Les nombreuses manifestations qui se sont répétées dans les villes de Mohamédia et de Casablanca ont fini par porter leur fruit. Très critiquée, au même titre que l’autorité déléguante, la Lydec a fini par lâcher du lest. Plusieurs mesures ont été prises pour atténuer les effets des dernières augmentations survenues sur les factures d’eau. Outre la facturation mensuelle, la baisse des frais de coupure, l’installation de compteurs individuels déjà annoncées auparavant (voir LNT n° 521 édition du 09/11/06), la Lydec a créé une nouvelle tranche intermédiaire de 6 à 8 m3. Rappelons que la première tranche, dite sociale se situe actuellement entre 0 et 6 m3, au lieu de 8 antérieurement.
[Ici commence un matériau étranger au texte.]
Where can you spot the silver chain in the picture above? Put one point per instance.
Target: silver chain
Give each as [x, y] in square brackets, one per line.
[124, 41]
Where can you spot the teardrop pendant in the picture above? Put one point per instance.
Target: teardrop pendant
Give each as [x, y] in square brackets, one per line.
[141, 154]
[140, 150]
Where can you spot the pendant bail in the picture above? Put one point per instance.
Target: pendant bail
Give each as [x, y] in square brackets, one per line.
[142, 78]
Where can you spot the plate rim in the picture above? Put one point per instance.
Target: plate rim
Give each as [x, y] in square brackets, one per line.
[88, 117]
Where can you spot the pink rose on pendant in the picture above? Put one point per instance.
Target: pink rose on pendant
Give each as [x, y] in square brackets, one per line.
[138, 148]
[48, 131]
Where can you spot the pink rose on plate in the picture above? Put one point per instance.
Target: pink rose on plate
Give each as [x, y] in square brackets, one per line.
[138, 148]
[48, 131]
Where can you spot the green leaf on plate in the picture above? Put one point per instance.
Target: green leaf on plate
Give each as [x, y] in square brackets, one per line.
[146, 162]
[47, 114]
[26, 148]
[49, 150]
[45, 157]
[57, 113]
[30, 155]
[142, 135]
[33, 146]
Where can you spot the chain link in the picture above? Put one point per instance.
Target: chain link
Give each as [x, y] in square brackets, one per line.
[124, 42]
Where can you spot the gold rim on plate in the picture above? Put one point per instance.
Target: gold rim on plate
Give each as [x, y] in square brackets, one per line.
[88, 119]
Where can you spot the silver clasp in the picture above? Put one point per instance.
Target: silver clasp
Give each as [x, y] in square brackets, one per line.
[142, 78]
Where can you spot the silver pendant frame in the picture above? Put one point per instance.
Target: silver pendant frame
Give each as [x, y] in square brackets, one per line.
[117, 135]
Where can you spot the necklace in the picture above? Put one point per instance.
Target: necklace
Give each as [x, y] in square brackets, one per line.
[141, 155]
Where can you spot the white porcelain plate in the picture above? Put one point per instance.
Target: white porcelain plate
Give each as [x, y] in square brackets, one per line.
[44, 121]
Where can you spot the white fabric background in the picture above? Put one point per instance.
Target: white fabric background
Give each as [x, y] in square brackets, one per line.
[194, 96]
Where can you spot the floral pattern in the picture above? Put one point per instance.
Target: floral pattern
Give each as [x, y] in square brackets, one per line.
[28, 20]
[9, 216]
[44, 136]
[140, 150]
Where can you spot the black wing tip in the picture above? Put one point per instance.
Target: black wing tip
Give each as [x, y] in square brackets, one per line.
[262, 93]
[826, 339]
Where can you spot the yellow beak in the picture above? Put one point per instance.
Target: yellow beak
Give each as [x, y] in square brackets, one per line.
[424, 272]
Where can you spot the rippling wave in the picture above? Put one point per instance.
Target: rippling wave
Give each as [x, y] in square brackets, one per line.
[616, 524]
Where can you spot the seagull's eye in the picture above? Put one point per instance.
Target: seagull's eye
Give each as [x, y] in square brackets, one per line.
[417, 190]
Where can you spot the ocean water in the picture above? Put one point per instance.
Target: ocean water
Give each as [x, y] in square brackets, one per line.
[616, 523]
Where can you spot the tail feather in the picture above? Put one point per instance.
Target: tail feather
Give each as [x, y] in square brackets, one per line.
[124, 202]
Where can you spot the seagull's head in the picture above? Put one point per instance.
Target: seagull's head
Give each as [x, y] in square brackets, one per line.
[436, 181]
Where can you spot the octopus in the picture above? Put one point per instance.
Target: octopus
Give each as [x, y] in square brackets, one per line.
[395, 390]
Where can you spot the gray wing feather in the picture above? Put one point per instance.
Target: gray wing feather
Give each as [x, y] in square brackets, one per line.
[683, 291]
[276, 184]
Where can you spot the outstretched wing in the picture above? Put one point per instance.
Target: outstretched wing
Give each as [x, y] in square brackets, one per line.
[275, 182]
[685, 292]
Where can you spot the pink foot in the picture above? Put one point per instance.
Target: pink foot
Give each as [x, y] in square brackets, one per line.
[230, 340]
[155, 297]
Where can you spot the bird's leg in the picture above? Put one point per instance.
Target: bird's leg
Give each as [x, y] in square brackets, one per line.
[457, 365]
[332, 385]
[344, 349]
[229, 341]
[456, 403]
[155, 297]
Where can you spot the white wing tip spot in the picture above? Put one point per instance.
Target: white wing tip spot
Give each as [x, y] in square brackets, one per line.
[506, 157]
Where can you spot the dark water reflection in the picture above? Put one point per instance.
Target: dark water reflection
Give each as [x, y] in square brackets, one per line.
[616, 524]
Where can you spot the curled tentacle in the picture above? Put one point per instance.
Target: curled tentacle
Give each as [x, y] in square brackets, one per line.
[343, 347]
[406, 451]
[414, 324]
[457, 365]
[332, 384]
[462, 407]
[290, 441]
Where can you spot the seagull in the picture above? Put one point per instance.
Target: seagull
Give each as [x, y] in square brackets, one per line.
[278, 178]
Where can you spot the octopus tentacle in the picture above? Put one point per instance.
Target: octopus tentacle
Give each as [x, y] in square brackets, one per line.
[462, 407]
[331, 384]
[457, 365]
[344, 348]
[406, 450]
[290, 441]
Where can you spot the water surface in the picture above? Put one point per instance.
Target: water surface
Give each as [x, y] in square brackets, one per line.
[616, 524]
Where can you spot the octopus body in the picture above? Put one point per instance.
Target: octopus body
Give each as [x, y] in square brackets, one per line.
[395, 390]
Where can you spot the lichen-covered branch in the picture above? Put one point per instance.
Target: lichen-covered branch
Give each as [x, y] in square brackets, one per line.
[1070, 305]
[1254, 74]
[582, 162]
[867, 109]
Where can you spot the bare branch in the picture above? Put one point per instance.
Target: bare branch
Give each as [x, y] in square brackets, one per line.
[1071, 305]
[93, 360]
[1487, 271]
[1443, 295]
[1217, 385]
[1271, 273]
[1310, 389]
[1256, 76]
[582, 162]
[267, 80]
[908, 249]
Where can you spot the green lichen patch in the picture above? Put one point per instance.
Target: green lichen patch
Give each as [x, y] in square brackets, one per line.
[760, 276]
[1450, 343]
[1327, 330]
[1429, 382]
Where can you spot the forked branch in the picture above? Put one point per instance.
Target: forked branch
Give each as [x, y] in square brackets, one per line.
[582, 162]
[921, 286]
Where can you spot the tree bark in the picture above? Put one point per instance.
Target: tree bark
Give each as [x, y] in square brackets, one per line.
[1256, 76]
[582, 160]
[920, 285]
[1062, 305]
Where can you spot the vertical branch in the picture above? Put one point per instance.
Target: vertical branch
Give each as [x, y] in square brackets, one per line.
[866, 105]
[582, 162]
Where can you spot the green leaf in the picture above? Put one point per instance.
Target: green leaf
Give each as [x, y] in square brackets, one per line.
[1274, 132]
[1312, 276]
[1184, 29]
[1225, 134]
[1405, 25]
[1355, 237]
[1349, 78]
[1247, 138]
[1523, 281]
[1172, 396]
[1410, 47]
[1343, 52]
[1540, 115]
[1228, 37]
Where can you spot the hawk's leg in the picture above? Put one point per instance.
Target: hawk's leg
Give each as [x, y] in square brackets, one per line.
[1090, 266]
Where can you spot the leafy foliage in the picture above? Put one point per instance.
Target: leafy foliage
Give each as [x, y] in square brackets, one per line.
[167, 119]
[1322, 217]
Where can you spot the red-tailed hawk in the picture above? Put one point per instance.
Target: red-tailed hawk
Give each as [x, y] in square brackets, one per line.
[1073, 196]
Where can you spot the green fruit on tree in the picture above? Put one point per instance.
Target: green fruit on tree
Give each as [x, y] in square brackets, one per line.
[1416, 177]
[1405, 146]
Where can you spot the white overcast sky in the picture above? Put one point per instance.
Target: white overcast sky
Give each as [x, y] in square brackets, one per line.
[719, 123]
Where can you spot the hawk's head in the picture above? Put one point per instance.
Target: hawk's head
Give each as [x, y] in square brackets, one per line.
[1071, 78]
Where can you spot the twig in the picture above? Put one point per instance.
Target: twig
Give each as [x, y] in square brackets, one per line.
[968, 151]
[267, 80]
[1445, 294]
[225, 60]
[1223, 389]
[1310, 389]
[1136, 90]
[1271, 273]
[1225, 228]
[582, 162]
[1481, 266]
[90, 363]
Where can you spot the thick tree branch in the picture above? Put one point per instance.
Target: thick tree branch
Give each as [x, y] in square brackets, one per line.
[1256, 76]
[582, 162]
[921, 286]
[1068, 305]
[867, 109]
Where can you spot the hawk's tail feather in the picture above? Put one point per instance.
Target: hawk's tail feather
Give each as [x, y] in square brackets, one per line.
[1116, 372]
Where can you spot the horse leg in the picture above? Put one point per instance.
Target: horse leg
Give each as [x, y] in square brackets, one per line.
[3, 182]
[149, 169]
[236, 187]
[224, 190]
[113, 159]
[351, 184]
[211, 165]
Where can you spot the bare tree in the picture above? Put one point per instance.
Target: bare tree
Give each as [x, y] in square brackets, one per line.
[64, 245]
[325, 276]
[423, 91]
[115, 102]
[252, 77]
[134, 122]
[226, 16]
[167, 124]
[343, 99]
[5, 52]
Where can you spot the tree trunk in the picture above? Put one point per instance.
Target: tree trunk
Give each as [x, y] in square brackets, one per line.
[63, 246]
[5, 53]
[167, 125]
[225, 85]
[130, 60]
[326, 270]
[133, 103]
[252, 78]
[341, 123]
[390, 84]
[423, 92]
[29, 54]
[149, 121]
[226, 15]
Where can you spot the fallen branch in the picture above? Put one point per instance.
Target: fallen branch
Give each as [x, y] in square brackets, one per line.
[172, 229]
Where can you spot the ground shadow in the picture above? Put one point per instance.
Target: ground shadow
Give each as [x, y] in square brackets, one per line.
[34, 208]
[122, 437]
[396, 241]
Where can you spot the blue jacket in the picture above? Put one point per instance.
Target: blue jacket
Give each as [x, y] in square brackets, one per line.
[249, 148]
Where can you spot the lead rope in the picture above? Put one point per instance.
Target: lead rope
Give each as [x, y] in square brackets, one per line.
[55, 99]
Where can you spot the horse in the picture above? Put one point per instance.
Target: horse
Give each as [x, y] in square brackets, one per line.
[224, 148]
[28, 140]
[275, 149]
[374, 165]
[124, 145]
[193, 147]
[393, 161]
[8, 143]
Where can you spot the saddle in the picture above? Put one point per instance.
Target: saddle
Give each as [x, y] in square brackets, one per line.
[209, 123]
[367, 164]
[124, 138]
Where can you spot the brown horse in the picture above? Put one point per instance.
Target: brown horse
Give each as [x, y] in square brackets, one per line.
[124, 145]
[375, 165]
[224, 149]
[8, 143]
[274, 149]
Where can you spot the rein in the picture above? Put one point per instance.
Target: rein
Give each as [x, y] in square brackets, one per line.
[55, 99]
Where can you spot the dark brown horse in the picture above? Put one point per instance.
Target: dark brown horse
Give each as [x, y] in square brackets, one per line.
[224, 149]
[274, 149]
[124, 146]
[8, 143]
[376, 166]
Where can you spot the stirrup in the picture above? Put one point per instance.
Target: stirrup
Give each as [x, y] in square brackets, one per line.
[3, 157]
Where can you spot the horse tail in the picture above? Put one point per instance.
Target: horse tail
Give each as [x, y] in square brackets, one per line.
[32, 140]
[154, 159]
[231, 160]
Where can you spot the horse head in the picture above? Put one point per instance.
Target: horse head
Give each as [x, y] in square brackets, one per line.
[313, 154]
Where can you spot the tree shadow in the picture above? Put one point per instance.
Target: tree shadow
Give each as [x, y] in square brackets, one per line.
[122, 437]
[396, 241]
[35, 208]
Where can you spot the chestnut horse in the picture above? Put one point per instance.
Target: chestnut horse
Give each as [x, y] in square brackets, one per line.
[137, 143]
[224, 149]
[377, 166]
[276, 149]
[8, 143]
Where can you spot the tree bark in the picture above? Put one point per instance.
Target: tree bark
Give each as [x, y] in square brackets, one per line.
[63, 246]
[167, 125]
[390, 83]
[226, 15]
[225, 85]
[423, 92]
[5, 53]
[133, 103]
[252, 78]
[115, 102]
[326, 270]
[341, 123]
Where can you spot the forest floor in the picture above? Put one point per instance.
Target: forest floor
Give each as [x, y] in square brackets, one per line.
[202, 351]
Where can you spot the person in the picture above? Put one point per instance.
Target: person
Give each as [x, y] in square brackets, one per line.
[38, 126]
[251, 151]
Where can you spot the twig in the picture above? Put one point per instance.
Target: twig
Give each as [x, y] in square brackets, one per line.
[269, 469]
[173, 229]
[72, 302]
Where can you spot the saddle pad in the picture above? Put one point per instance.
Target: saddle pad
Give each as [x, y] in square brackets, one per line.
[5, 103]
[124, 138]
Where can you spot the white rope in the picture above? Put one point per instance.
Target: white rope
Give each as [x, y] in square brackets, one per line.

Elle est facturée à 2,92 DhsHT/m3 à Casablanca et 2,53 DhsHT/m3 à Mohammedia.
La tranche intermédiaire sera facturée à 3,10 Dhs HT au niveau de Casablanca et 2,68 Dhs HT à Mohammedia au lieu de 9,68 Dhs HT auparavant. La troisième tranche qui va de 9 à 20 m3 sera facturée à 10,27 Dhs HT, tandis que la quatrième tranche concernant une consommation supérieure à 20 m3 sera facturée à 14,05 Dhs HT.
Ces mesures ont également concerner le volet assainissement. Le même principe que celui de l'eau potable, a été retenu, avec l'introduction d'une tranche intermédiaire de 6 à 8 m3. Le tarif de 0,35 Dhs HT/m3 a été retenu pour la tranche sociale et 0,37 Dhs le m3 au lieu de 1,67 Dhs HT pour la tranche intermédiaire.
Par ailleurs, les frais de coupure du service qui étaient appliqués au tarif uniforme de 88,80 DH TTC ont été modifiés. Les impayés inférieurs à 300 Dhs sont taxés d’une pénalité de 20 Dh, ceux de 301 à 600 Dhs sont taxés de 50 Dhs et au delà de 600 Dhs, la pénalité est de 100 Dhs.
Enfin, il convient de préciser que ces mesures ont été arrachées à l’entreprise délégataire contre une augmentation des factures des industriels. Ces derniers, à l’exception des bains maures, devraient supporter une évolution des tarifs de l’eau potable et des services d’assainissement de 6%.
Les factures de l’électricité n’ont par contre subi aucune révision. L’augmentation de 7% opérée depuis le mois de juillet dernier, suite à la décision gouvernementale, pèse lourd sur le budget des ménages.